Are these normal reactions to grief or do I have unresolved abandonment issues?
Victoria
This article on Grief has been very helpful. I lost someone I loved 17 months ago, not to death, but to a nursing home for Alzheimer patients. She is gone, but not gone. I am only just starting to really believe she is gone and my heart is starting to feel as though it will break. I am deep down distraught.
Now, after your article on Grief, I think I maybe understand myself a bit better. I was exceptionally close to my mother who apparently adored me until I was 4 and then things changed and I 'lost her', and spent the rest of my life until she died over 30 years later trying 'to get her back'. It was as though she lost interest in me and I loved her so much.

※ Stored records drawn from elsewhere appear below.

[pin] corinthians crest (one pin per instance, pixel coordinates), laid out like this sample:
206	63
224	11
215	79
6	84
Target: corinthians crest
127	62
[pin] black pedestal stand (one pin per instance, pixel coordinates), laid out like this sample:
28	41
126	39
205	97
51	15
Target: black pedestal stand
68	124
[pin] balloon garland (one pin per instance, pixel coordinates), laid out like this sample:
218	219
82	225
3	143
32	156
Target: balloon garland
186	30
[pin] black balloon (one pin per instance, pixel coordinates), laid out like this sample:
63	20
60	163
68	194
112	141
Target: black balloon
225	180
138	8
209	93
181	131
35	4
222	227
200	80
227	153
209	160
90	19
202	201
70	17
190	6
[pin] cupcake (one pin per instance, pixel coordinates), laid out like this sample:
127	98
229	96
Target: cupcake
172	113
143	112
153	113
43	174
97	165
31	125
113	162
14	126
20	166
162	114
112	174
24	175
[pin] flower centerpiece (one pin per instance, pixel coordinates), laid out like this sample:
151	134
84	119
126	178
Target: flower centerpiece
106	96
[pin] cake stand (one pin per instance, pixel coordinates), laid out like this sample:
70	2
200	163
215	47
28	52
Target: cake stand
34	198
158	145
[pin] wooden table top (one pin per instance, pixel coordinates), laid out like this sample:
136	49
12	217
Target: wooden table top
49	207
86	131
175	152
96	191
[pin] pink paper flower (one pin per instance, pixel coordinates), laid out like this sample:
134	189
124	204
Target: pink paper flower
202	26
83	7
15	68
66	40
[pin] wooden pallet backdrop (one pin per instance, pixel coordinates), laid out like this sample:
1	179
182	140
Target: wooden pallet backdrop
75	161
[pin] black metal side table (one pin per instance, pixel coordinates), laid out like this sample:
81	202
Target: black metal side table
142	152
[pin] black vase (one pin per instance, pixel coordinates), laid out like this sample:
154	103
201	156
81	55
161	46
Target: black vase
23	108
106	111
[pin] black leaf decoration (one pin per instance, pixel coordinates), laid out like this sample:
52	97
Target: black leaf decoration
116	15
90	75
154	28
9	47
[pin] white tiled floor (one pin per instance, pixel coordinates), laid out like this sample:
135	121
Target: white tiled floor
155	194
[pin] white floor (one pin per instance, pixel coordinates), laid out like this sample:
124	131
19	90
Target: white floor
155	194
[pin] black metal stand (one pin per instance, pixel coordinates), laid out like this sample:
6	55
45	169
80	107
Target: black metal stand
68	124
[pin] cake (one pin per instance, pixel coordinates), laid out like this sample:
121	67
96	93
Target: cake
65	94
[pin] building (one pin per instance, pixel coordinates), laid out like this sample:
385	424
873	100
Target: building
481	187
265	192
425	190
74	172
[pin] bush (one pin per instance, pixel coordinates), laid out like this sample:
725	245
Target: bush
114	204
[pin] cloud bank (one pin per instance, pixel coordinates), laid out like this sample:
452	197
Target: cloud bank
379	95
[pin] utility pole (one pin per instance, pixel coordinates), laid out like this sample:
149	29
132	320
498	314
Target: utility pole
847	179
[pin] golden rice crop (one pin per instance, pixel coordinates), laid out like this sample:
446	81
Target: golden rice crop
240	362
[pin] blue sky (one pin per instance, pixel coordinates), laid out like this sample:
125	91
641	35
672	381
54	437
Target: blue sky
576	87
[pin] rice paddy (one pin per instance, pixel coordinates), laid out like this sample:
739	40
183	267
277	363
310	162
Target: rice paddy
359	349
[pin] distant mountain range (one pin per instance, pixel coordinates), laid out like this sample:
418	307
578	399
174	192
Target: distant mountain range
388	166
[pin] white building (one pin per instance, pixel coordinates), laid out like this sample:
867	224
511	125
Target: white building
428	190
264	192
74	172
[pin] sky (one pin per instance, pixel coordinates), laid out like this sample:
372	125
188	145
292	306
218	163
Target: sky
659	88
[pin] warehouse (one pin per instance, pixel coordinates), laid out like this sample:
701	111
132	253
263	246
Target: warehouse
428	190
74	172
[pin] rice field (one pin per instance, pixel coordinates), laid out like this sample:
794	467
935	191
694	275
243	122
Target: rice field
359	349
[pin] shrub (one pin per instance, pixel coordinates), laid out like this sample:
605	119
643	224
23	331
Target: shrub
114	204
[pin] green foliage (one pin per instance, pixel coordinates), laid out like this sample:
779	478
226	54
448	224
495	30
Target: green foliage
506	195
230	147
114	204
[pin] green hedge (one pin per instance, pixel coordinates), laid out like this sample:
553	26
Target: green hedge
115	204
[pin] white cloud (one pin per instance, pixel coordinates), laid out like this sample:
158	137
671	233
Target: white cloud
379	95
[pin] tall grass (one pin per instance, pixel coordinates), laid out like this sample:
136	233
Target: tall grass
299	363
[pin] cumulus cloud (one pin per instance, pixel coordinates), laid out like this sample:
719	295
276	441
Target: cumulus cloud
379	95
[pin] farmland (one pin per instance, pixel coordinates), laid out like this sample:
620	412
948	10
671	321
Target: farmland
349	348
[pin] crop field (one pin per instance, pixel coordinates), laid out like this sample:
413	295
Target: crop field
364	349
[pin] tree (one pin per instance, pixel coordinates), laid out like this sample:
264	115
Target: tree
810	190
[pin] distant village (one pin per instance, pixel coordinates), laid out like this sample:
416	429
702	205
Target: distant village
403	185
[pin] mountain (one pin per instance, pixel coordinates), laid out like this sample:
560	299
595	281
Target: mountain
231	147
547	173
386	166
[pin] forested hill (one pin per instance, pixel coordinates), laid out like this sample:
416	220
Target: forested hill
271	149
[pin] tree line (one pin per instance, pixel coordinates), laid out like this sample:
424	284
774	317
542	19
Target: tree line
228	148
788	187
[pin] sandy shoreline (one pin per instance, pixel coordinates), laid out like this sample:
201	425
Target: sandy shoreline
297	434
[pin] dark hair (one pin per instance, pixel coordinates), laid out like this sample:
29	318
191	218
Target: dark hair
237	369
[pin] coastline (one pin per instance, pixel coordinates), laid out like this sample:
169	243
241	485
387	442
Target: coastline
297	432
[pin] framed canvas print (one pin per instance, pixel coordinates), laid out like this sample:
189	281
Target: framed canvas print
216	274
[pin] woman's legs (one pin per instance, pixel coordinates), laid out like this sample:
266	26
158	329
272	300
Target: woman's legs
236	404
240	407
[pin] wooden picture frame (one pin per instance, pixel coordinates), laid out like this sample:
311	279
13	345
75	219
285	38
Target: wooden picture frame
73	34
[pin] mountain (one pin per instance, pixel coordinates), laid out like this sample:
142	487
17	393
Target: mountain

Of course I never ever resolved this, just buried it deep down somewhere. When I lost my partner to Alzheimer's Disease, and to a Home outside of this country after looking after her 24 hours a day during the last years, I did everything possible to be philosophical about it, and held on, gritting my teeth tightly. We had been together 25 years.
Now I think I understand why for these past 16 months I have been feeling as near to numb as I quite definitely have been. I guess, as you say, I put a cap on the feeling of loss, which happened very suddenly.
Lately I am finding the numbness going and I feel grief stricken to the point of wanting to cry whenever I think about her. For the first time I feel so alone.
I have been in therapy for about 20 months, but up until now I have not wanted to talk about this loss in sessions. There have been other and huge issues in my childhood which came bubbling up, and it has been real hell acknowledging them, let alone trying to sort them out. Will I ever I wonder?
Now that I feel I have reached rock bottom, grief is starting to really fill me, and suddenly I am very emotional. I want to thank you for your article. I was beginning to worry and wonder why I was apparently so heartless, and numb. I feel sure this article of yours will help me even more than it has already.
I am lucky, too, in that I have a really wonderful therapist who I know will help every step of the way as she already has done with regards to my childhood traumas.
I am a new My Shrink member, so I have a whole lot of reading and exploring of your excellent site.
Thank you Suzanne.
Victoria.
charley
I stumbled across this website today and I absolutely love the information and the affirmations.
charley
Well, thanks Charley, glad you found us.